Background: The millions of people living in the United States with latent tuberculosis infection (LTBI) represent a reservoir of potentially active tuberculosis (TB) disease. When LTBI is left to activate, the consequences may include intense suffering, permanent disability,
and high economic costs for patients, their caretakers, and society at large as TB spreads. The introduction of performance measures would improve accountability for quality of care and to reduce disparities, especially if the measures are group-targeted. Performance Measures Proposal:
One National Quality Forum-endorsed measure (#0408) calculates the rate of TB screening in persons with HIV. Using the measure as a model, a set of performance measures is proposed. Denominators will include all persons in a given high-risk category, and numerators will include those persons
from the denominators with LTBI test results. National guidelines informed appropriate exclusions. Implementation Challenges and Solutions: Challenges to implementation include lack of TB knowledge among primary care providers, potential for overwhelming already burdened schedules,
and stigma associated with TB. However, the new measures, along with publication of educational resources, would raise clinicians' awareness. Short checklists and electronic supports would minimize time pressures. The routinization of screening would help reduce stigma. Finally, new federal
funding and political will for electronic health records would facilitate data collection and impact assessment. Conclusions: TB sits at the crossroads of health and economic inequity and is a huge public health problem. The proposed performance measures will address a neglected
secondary prevention opportunity and will be consistent with national priorities and health reform.

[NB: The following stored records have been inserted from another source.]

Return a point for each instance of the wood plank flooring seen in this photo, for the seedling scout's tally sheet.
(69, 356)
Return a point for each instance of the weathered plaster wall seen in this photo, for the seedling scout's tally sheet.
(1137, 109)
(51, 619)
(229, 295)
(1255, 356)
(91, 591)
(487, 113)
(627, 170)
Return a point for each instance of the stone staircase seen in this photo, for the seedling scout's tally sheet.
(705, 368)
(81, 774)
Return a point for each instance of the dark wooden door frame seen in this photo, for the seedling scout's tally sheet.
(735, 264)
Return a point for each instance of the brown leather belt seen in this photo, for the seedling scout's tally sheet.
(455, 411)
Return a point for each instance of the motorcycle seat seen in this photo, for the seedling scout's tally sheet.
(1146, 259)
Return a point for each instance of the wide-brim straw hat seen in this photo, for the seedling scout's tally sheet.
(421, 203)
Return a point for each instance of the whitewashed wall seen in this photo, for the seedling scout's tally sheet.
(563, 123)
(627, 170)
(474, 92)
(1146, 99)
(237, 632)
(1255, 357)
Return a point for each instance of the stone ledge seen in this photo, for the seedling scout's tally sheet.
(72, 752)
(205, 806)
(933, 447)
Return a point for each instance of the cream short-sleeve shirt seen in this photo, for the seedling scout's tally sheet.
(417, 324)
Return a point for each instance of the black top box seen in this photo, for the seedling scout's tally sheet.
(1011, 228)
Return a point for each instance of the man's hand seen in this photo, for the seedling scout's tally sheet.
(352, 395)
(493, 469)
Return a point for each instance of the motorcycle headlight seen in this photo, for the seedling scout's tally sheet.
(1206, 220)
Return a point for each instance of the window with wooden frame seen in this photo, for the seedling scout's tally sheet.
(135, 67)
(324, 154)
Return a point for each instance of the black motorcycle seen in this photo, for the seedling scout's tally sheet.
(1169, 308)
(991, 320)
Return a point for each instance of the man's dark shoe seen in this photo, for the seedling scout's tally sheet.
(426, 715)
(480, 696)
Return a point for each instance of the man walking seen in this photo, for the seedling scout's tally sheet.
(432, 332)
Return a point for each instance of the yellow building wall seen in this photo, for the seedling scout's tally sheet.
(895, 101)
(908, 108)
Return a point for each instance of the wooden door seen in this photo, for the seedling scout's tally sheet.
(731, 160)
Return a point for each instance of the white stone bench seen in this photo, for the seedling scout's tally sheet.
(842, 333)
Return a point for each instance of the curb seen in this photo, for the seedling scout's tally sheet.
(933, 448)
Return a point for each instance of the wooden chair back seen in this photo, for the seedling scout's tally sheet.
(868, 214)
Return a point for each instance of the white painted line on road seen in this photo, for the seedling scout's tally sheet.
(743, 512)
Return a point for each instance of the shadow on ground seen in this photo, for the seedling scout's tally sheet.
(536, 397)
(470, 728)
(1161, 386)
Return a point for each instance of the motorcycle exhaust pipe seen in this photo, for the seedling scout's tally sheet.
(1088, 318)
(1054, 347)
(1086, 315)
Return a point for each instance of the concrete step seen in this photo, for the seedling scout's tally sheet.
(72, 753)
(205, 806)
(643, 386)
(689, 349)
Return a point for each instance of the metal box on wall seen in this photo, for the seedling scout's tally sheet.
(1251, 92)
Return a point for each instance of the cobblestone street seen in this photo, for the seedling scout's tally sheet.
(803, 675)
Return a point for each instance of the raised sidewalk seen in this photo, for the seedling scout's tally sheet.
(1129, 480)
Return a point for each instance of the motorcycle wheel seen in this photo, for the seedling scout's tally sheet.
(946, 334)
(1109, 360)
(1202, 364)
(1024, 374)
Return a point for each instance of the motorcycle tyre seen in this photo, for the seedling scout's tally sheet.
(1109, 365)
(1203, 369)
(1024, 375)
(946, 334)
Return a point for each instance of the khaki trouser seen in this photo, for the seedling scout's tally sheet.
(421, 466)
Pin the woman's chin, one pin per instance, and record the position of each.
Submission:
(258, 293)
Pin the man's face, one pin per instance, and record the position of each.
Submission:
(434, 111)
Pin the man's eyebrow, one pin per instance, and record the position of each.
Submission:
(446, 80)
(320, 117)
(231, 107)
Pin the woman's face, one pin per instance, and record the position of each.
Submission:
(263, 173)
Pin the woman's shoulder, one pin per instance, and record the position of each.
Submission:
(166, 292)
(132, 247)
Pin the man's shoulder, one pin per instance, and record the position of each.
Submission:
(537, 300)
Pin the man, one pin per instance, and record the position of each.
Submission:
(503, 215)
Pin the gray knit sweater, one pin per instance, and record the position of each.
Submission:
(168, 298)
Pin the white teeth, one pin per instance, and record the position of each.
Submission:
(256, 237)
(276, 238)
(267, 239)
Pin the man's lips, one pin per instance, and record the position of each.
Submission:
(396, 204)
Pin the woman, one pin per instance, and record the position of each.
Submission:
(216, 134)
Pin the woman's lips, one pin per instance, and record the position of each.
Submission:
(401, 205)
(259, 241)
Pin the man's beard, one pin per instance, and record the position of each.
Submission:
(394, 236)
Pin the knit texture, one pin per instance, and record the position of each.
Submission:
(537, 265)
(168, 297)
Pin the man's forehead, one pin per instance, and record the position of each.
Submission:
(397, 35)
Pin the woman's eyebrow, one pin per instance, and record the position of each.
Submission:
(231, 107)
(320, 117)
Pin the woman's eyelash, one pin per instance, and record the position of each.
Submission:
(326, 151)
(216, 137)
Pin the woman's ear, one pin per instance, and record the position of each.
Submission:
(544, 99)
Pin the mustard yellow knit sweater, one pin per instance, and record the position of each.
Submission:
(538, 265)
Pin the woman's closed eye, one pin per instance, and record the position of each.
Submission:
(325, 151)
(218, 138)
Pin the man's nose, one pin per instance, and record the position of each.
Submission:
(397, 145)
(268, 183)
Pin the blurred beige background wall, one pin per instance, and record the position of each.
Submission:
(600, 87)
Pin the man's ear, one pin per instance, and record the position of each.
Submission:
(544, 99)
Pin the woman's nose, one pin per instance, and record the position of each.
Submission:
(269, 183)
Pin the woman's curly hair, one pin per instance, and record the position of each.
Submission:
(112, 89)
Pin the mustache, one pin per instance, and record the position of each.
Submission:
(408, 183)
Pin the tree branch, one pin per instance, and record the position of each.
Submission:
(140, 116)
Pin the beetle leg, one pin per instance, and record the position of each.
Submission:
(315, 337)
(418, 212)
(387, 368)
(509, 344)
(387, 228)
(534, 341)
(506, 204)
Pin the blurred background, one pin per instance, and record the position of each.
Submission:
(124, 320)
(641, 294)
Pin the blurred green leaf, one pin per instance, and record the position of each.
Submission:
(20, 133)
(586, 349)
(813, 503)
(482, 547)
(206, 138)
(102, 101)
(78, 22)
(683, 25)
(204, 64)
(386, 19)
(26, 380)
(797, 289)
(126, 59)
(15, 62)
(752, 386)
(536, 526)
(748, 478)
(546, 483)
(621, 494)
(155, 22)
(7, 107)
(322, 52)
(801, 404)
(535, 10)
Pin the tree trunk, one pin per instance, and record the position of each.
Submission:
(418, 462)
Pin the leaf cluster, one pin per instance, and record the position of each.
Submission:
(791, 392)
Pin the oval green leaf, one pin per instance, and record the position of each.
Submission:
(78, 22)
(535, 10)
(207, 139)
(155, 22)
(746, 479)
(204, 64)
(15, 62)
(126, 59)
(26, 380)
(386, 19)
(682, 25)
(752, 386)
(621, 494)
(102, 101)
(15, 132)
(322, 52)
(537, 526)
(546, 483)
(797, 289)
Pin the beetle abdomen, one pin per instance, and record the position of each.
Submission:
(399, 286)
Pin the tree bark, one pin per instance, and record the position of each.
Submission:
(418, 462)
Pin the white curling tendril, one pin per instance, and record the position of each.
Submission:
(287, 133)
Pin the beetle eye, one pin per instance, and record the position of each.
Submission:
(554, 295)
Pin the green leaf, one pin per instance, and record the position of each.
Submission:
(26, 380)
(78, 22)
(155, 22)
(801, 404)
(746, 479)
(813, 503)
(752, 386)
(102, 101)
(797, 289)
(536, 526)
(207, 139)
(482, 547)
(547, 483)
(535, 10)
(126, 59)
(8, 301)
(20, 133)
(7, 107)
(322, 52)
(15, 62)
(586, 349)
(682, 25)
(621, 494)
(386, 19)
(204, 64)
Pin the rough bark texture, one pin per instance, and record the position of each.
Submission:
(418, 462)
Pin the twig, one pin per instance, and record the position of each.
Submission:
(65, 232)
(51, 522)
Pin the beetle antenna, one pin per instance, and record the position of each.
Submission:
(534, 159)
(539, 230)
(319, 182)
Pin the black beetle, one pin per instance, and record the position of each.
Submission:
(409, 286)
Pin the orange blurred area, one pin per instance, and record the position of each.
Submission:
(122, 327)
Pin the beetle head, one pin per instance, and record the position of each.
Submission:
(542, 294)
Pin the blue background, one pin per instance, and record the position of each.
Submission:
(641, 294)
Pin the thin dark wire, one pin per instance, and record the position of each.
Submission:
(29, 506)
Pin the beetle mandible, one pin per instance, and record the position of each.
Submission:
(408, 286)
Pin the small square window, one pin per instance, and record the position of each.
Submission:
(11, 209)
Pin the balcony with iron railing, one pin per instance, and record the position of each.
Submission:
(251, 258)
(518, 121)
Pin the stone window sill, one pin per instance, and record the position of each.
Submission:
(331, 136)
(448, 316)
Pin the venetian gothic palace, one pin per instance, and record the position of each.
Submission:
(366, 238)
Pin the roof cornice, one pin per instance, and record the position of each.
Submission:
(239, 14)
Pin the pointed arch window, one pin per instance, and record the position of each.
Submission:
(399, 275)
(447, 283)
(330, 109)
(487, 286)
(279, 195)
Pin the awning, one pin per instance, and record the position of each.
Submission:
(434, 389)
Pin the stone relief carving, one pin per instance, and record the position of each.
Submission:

Document Type: Research Article
Publication date: July 1, 2011
More about this publication?
Published monthly, The Joint Commission Journal on Quality and Patient Safety is a peer-reviewed publication dedicated to providing health professionals with the information they need to promote the quality and safety of health care. The Joint Commission Journal on Quality and Patient Safety invites original manuscripts on the development, adaptation, and/or implementation of innovative thinking, strategies, and practices in improving quality and safety in health care. Case studies, program or project reports, reports of new methodologies or new applications of methodologies, research studies on the effectiveness of improvement interventions, and commentaries on issues and practices are all considered.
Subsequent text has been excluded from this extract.